Integrated Models of Blood Protein and Metabolite Enhance the Diagnostic Accuracy for Non-Small Cell Lung Cancer
Runhao Xu,Jiongran Wang,Qingqing Zhu,Chen Zou,Zehao Wei,Hao Wang,Zian Ding,Minjie Meng,Huimin Wei,Shijin Xia,Dongqing Wei,Li Deng,Shulin Zhang
DOI: https://doi.org/10.1186/s40364-023-00497-2
2023-01-01
Biomarker Research
Abstract:Background For early screening and diagnosis of non-small cell lung cancer (NSCLC), a robust model based on plasma proteomics and metabolomics is required for accurate and accessible non-invasive detection.
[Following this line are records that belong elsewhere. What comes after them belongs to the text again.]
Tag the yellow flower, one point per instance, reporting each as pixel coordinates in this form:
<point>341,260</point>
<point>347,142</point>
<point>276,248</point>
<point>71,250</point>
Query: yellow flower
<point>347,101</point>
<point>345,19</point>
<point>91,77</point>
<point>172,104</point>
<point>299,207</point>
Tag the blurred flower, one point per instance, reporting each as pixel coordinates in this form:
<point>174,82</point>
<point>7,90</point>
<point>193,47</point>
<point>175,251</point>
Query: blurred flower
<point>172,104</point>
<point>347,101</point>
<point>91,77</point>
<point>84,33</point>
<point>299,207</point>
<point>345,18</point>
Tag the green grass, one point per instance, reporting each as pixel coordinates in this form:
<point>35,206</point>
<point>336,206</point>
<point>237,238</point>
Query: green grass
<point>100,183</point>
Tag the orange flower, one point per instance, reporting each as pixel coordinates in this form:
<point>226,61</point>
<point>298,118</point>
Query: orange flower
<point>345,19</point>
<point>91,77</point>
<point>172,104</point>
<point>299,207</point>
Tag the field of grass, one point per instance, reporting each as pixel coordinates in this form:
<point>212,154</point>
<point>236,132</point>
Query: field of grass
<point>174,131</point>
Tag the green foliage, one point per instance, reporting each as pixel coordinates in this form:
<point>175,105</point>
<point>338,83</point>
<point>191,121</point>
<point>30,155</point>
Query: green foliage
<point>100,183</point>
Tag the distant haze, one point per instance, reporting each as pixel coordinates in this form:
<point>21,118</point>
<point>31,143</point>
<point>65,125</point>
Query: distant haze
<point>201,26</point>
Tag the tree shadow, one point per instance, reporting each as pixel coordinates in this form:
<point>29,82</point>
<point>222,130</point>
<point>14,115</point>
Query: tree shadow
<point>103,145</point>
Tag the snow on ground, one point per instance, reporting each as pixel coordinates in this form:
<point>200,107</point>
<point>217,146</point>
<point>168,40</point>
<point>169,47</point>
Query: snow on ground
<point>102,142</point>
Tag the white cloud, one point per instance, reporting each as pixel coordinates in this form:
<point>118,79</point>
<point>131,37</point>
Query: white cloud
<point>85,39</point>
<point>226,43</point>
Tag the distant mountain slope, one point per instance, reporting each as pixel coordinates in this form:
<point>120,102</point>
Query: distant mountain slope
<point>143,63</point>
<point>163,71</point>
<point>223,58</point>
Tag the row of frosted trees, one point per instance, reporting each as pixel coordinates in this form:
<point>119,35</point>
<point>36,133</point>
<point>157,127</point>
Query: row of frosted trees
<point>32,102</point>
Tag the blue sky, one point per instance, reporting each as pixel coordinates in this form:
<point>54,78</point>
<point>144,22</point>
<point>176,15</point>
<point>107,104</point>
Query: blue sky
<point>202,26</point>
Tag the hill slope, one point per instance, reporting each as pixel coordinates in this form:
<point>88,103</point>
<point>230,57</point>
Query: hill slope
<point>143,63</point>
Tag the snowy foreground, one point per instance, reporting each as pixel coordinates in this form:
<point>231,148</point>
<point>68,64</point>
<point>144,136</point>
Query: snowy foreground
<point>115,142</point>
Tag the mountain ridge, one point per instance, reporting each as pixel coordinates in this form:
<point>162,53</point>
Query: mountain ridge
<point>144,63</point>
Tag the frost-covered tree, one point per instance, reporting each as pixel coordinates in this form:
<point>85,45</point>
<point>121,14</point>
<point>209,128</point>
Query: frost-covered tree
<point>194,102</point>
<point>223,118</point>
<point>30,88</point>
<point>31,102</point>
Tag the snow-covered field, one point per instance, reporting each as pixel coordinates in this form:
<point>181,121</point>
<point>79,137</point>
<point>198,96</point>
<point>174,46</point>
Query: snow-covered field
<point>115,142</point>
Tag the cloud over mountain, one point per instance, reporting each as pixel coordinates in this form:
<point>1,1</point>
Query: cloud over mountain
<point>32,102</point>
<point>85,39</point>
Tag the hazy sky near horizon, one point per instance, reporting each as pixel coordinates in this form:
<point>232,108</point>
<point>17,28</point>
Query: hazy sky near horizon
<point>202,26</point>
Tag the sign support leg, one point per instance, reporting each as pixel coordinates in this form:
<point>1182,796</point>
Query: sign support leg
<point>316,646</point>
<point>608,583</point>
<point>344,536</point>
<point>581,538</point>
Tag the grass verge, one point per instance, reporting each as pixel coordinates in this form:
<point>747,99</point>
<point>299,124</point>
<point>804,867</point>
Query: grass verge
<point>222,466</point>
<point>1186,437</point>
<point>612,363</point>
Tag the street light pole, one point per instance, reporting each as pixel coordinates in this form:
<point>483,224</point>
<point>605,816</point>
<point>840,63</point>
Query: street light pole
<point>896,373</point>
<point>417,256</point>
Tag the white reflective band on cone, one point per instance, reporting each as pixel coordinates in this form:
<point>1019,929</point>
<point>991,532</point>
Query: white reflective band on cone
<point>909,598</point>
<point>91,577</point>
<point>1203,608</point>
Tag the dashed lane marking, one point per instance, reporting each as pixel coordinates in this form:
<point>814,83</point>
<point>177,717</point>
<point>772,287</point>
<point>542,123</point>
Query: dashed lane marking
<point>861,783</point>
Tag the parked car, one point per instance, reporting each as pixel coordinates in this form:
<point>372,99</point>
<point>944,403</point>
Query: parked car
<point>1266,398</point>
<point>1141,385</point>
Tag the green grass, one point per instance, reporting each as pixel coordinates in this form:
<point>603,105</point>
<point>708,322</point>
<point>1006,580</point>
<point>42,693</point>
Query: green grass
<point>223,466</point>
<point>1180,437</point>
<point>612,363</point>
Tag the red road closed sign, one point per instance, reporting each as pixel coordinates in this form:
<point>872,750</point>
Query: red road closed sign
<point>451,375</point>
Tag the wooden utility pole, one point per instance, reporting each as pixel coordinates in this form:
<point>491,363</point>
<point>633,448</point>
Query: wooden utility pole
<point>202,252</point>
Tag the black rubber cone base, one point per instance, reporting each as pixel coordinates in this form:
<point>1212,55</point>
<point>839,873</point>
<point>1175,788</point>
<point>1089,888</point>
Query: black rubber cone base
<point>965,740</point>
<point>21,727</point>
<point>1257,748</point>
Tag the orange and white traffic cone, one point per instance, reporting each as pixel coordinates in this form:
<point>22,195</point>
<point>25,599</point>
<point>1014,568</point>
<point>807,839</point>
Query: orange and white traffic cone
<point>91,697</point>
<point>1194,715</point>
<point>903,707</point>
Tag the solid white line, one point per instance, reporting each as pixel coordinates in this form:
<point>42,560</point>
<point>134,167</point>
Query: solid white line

Here we aim to combine TMT-LC-MS/MS and machine-learning algorithms to establish models with high specificity and sensitivity, and summarize a generalized model building scheme. Methods TMT-LC-MS/MS was used to discover the differentially expressed proteins (DEPs) in the plasma of NSCLC patients. Plasma proteomics-guided metabolites were selected for clinical evaluation in 110 NSCLC patients who were going to receive therapies, 108 benign pulmonary diseases (BPD) patients, and 100 healthy controls (HC). The data were randomly split into training set and test set in a ratio of 80:20. Three supervised learning algorithms were applied to the training set for models fitting. The best performance models were evaluated with the test data set. Results Differential plasma proteomics and metabolic pathways analyses revealed that the majority of DEPs in NSCLC were enriched in the pathways of complement and coagulation cascades, cholesterol and bile acids metabolism. Moreover, 10 DEPs, 14 amino acids, 15 bile acids, as well as 6 classic tumor biomarkers in blood were quantified using clinically validated assays. Finally, we obtained a high-performance screening model using logistic regression algorithm with AUC of 0.96, sensitivity of 92%, and specificity of 89%, and a diagnostic model with AUC of 0.871, sensitivity of 86%, and specificity of 78%. In the test set, the screening model achieved accuracy of 90%, sensitivity of 91%, and specificity of 90%, and the diagnostic model achieved accuracy of 82%, sensitivity of 77%, and specificity of 86%. Conclusions Integrated analysis of DEPs, amino acid, and bile acid features based on plasma proteomics-guided metabolite profiling, together with classical tumor biomarkers, provided a much more accurate detection model for screening and differential diagnosis of NSCLC. In addition, this new mathematical modeling based on plasma proteomics-guided metabolite profiling will be used for evaluation of therapeutic efficacy and long-term recurrence prediction of NSCLC.